The guide focuses on three key areas: inclusive recruitment; inclusive application and selection processes; and diverse workplaces. Recommendations include:
- Re-considering workforce representation at recruitment forums.
- Employing targeted outreach and encouraging employee referrals.
- Standardising and diversifying shortlist selection processes.
- Supporting diversity during the interview process.
- Implementing wider diversity policies, such as collection of gender-disaggregated data, merit-based promotion, and equal pay.
Joyce Lee, GWEC Policy and Operations Director said: “The wind industry’s talent recruitment and hiring practices should reflect wind energy’s role in driving sustainable and inclusive growth around the world. According to IRENA, every $1 million invested in renewables for a green recovery could generate at least 25 jobs – as governments make smart investments in clean energy, the sector must make its own smart investments. That means tapping into the widest pool of human talent which can hone our industry’s competitiveness and place wind energy at the forefront of innovation”.

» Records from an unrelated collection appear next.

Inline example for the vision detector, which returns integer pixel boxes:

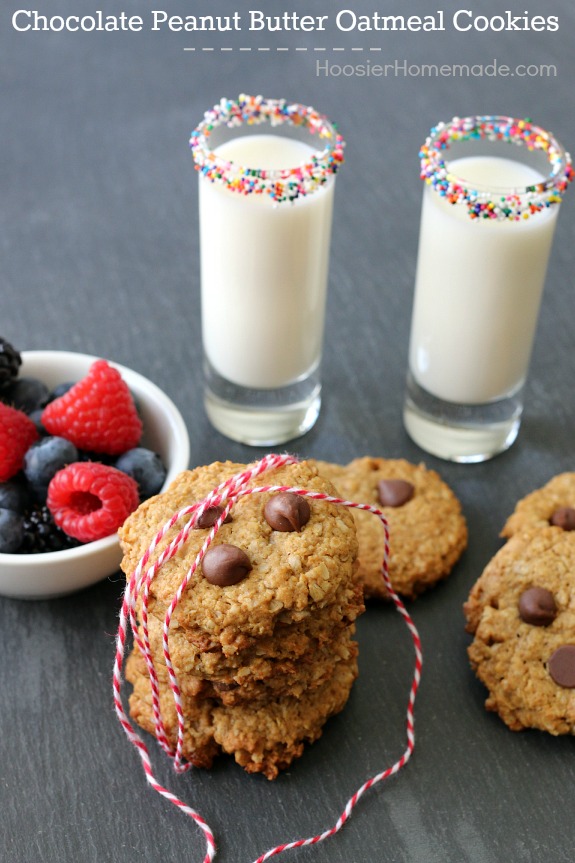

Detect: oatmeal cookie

[501,473,575,538]
[119,462,361,653]
[310,457,467,599]
[120,462,363,779]
[464,526,575,735]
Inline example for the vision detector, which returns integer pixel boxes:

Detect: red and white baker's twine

[113,454,422,863]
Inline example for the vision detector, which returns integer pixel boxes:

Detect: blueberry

[116,446,166,500]
[28,408,48,437]
[24,435,78,501]
[2,377,50,414]
[0,475,31,515]
[0,509,24,554]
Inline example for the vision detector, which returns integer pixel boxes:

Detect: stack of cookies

[310,456,467,599]
[120,462,363,779]
[464,473,575,735]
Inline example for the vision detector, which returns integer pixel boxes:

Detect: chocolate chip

[264,491,310,532]
[202,542,252,587]
[195,506,232,528]
[549,506,575,530]
[547,644,575,689]
[519,587,557,626]
[377,479,415,506]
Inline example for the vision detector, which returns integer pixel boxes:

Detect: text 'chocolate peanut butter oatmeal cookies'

[315,456,467,599]
[464,524,575,735]
[120,461,364,779]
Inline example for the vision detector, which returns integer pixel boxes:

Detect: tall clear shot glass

[190,96,344,446]
[404,116,573,462]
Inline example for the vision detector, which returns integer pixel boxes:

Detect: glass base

[403,373,523,463]
[204,360,321,446]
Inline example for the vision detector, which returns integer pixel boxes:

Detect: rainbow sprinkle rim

[190,94,345,203]
[419,116,574,222]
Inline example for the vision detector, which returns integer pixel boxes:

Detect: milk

[199,134,334,389]
[409,156,559,405]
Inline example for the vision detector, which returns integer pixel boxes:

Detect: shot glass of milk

[404,116,573,462]
[190,96,344,446]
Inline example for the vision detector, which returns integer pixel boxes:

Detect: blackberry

[0,336,22,388]
[0,509,24,554]
[19,506,81,554]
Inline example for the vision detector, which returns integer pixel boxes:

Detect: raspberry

[42,360,142,455]
[47,461,140,542]
[0,403,38,482]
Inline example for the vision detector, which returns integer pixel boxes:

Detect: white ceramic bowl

[0,351,190,599]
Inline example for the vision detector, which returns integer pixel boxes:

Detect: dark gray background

[0,0,575,863]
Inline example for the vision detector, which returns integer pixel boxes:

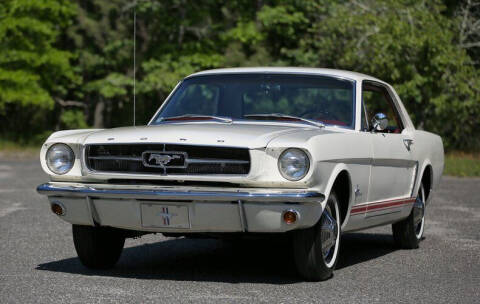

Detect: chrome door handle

[403,138,413,151]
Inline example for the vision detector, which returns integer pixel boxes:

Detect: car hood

[83,122,318,149]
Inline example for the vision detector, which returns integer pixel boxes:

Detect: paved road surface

[0,159,480,303]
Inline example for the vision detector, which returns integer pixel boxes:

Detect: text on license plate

[141,204,190,228]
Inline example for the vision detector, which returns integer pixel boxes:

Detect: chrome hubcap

[321,206,338,262]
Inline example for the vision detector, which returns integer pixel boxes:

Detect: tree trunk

[93,100,105,129]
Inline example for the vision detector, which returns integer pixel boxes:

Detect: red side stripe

[350,197,416,215]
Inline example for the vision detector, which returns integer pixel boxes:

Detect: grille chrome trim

[185,158,250,164]
[83,143,251,176]
[88,155,142,161]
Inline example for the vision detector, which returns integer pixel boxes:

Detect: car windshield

[152,73,355,128]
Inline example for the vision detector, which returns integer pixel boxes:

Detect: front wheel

[72,225,125,269]
[293,192,340,281]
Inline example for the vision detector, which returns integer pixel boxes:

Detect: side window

[362,82,403,133]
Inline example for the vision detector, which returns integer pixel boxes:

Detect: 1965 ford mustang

[37,68,444,280]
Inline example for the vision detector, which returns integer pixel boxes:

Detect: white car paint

[36,68,444,232]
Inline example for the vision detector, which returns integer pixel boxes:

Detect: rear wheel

[293,192,340,281]
[72,225,125,269]
[392,184,426,249]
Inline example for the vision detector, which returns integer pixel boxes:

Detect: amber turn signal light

[283,210,298,225]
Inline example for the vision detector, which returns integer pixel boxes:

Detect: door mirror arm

[371,113,388,132]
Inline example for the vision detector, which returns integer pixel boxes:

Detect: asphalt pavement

[0,159,480,303]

Christin Lins, Co-Founder and Executive Director of GWNET commented: “Inclusive recruitment practices are key to ensuring greater participation of women in the energy sector, and in turn, promoting the valuable diverse perspectives and skills necessary for the energy transition to succeed. As we make the push to build back better in the wake of the COVID-19 pandemic, we hope that this guide can act as the foundation for more inclusive, sustainable, and diverse workforces.”
Mary Thorogood, Women in Wind Mentor and Senior Specialist, Strategy and Business, GSR Business Development at MHI Vestas added: “A more diverse workforce will accelerate progress and innovation at a time when the wind industry has a vital role to play in driving green economic recovery globally. Integrating diversity and inclusion principles into companies’ recruitment, career development and succession planning processes will have a huge positive impact on their ability to compete and lead the way towards a more sustainable and resilient future.”
This guide belongs to a series of Best Practices guides and resources published by the Women in Wind Global Leadership Program to advance the role of women as agents of change in society and the energy transition. The full guide can be downloaded here.
About the Women in Wind Global Leadership Program
Women in Wind Global Leadership Program was launched in April 2019 by the GWEC and GWNET to advance the role of women as agents of change in society and the energy transition, and to promote best practices within the wind industry. The program is designed to accelerate the careers of women in the wind industry, to support their pathway to senior leadership positions and foster a global network of mentorship, knowledge sharing and empowerment.
About the Global Wind Energy Council (GWEC)
GWEC is a member-based organisation that represents the entire wind energy sector. The members of GWEC represent over 1,500 companies, organisations and institutions in more than 80 countries, including manufacturers, developers, component suppliers, research institutes, national wind and renewables associations, electricity providers, finance and insurance companies.
About the Global Women’s Energy Transition (GWNET)
GWNET empowers women in energy through interdisciplinary networking, advocacy, training, coaching and mentoring.
GWNET seeks to address the current gender imbalances in the energy sector and to promote gender-sensitive action around the energy transition in all parts of the world.